Le premier problème qui en découle pour Swift est d'ordre existentiel: il ne croit pas à l'existence du Midnight Mayor, or, désormais, c'est lui. Le second problème est aussi basique qu'inquiétant: le Midnight Mayor est censé protéger Londres contre les menaces magiques, notamment celle qui vient de flinguer son prédécesseur. Pour couronner le tout, Swift hérite des Aldermen, hommes de main du Midnight Mayor, qui le détestent au point de voter sur l'idée de flinguer Swift et de passer directement au maire suivant.
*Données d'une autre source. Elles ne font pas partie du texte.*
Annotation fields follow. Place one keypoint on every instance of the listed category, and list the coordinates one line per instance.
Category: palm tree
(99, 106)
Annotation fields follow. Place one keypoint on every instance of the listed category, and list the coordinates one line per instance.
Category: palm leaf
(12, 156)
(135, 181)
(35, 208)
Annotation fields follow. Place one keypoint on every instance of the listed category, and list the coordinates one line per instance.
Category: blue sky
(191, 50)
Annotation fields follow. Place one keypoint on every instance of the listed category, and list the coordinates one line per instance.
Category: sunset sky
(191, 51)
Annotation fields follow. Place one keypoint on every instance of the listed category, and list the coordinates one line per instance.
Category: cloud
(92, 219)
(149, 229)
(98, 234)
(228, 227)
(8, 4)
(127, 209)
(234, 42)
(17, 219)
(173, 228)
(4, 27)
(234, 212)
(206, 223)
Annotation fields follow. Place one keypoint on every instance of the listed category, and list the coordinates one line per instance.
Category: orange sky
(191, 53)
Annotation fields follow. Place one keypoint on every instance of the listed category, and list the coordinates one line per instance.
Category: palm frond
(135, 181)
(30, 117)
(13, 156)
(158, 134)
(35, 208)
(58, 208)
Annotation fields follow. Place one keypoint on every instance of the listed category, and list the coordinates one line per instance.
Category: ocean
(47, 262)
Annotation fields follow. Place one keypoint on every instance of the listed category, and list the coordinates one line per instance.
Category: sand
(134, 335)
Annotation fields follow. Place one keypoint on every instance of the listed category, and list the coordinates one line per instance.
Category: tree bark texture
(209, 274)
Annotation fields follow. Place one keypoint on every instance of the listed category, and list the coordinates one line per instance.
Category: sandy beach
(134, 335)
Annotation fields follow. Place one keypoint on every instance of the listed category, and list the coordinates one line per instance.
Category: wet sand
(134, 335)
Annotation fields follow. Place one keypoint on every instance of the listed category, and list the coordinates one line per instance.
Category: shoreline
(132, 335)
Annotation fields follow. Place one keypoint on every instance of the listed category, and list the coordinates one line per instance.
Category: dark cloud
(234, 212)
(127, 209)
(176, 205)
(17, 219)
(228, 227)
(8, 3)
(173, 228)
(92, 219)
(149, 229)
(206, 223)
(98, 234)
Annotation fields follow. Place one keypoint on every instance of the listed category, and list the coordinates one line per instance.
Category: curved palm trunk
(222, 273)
Afin qu'il puisse y avoir une suite, je ne pense pas gâcher le suspense en vous disant que Swift va réussir à sauver Londres, non sans difficultés. Je suis un peu moins enthousiaste quant à ce second tome. L'effet de nouveauté n'est plus là et les descriptions minutieuses de la Londres urbaine et trash sont un peu fastidieuses à la longue. De plus, toutes les grandes confrontations laissent Swift au bord de la mort, sauvé in extremis par une force qui fleure parfois le deus ex machina. Il y a généralement une logique, ce qui sauve la narration, mais ça pouse quand même un peu le bouchon. Evidemment, c'est un problème dès que l'on introduit de la magie dans un récit: que peut-on faire avec, quelles sont les limites? Quand tout est ouvert, la tentation est grande pour un auteur de retomber sur ses pattes via un quelconque sortilège inédit ou une apparition d'une entité supérieure.

J'ai bien aimé The Midnight Mayor, et je vais enchaîner sur le troisième tome (The Neon Court), mais je suis un poil refroidi par ces faiblesses narratives.